Petrography and geochemistry of hydrothermally altered rocks from core well ASK-86, Hoffell

Abstract

This study examined the chemical changes due to high-temperature alteration processes in the fossil geothermal system of Geitafell in east Iceland. Twenty-one samples from the ASK-86 core, drilled near the Hoffell farm, were analysed by ICP-OES to determine bulk rock composition and element mobility on a hand specimen scale. Further thirteen samples were analysed by SEM-EDS to reveal smaller scale element mobility. The most common rock type identified was basalt (57% of samples), followed by rhyolite (20%), then intermediate rocks (andesite 10%, trachy-andesite 5% and trachyte 5%). By SEM-EDS analysis, an intrusive rock with the uncommon composition of foidolite was also identified. Thin section analysis shows that all the primary minerals in these rocks have been replaced by secondary ones. Based on petrographic and SEM-EDS analyses, propylitisation, zeolitisation, silicification, chloritisation, and sulfidation were observed in all rock types, while albitisation was common in mafic rocks and K-feldspar deposition common in felsic rocks. The visible alteration minerals were similar for all rocks, indicating mobilisation of SiO2 (quartz veins, jasper, chalcedony), CaO (epidote, Ca-rich zeolites, calcite), FeO and MgO (chlorite, actinolite, clays), and S, Cu and FeO (pyrite and chalcopyrite). The composition of the core samples was compared to least altered rocks from Geitafell to establish the effect of high-temperature fluid migration on element mobility within different rock types. Mobilisation and redeposition of Ca, Fe, Mg and Na was observed in basalts, while intermediate rocks have a net gain in Ni and loss of Sr, and rhyolitic rocks lost Na and gained K and Rb. Some major elements, which are immobile on a hand specimen scale, show mobility on a micro scale (SEM-EDS).
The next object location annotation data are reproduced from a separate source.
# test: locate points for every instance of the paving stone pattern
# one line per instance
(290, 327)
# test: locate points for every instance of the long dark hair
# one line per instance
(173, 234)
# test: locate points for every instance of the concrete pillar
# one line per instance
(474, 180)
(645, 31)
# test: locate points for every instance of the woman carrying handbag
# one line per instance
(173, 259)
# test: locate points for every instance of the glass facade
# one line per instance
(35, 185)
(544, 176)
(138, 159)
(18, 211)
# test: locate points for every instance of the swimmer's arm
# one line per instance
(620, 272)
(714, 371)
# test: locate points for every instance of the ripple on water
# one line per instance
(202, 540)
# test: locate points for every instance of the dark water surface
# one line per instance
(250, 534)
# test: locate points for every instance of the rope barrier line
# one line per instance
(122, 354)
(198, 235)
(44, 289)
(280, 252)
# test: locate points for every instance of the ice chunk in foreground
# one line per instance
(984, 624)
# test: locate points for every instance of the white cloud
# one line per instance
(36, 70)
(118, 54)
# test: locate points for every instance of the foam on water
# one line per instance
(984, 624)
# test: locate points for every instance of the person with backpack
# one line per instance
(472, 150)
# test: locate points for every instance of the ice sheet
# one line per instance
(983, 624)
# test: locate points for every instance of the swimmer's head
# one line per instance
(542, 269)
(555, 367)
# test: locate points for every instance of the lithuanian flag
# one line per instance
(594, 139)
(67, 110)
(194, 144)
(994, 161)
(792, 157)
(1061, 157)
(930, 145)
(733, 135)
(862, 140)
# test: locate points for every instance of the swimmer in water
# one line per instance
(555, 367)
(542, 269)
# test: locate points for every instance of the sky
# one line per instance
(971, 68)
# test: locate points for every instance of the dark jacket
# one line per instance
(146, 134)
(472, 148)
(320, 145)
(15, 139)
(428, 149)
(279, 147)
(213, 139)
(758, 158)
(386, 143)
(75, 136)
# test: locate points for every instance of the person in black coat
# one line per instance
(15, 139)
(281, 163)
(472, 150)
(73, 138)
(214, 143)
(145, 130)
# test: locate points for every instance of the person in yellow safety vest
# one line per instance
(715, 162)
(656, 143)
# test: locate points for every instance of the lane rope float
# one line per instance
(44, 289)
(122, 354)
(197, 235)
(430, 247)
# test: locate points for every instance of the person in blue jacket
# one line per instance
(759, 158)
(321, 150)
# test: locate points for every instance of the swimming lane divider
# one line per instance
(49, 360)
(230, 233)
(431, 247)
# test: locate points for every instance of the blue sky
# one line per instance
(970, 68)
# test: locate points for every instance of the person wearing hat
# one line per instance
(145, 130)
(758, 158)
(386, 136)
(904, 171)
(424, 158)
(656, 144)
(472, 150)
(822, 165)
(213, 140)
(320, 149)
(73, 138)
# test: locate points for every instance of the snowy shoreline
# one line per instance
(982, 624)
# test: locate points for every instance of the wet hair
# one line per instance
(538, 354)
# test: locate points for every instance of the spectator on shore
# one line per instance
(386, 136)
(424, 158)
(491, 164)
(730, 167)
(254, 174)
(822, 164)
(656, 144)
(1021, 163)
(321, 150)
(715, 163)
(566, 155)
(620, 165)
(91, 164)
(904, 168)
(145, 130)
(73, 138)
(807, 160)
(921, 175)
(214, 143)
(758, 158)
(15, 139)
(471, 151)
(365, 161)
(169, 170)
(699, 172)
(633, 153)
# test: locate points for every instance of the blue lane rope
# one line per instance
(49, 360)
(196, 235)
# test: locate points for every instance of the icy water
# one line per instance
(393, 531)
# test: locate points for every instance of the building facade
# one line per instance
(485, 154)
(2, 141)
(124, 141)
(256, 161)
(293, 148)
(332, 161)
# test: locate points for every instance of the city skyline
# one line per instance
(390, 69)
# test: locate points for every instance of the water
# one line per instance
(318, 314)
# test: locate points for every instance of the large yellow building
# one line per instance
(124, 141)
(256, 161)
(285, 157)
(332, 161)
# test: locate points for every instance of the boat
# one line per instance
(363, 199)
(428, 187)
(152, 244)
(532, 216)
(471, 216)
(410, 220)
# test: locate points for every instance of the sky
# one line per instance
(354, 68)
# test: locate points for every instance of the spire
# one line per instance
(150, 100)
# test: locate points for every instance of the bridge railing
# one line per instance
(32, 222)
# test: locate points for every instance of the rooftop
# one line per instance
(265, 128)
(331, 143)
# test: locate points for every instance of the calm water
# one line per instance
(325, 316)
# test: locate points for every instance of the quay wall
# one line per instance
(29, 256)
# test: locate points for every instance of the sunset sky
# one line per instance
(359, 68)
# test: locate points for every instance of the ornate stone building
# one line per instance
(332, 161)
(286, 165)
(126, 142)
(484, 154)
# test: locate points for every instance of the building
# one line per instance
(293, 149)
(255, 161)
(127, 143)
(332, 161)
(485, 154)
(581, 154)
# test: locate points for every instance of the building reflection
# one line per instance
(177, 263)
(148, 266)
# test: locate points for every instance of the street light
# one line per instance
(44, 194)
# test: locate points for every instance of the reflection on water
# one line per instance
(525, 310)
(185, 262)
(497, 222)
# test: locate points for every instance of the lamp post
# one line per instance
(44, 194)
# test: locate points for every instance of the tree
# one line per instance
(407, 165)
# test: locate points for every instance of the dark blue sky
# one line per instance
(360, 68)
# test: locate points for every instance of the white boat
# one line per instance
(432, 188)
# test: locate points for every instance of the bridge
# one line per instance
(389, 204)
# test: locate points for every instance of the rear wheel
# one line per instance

This micro scale element mobility is most noticeable for K. Brecciation resulted in the complete loss of alkalis, and a loss or gain in other elements to the extent that it was impossible to determine the original rock type of the breccia fragments. Geitafell shares many alteration processes, and hence similar temperature and fluid composition, with the Hafnarfjall fossil high-temperature system. Among currently active geothermal systems, Reykjanes basalts show some similar alteration processes to those at Geitafell, with enrichment of K and Ba in some samples, while Hengill does not.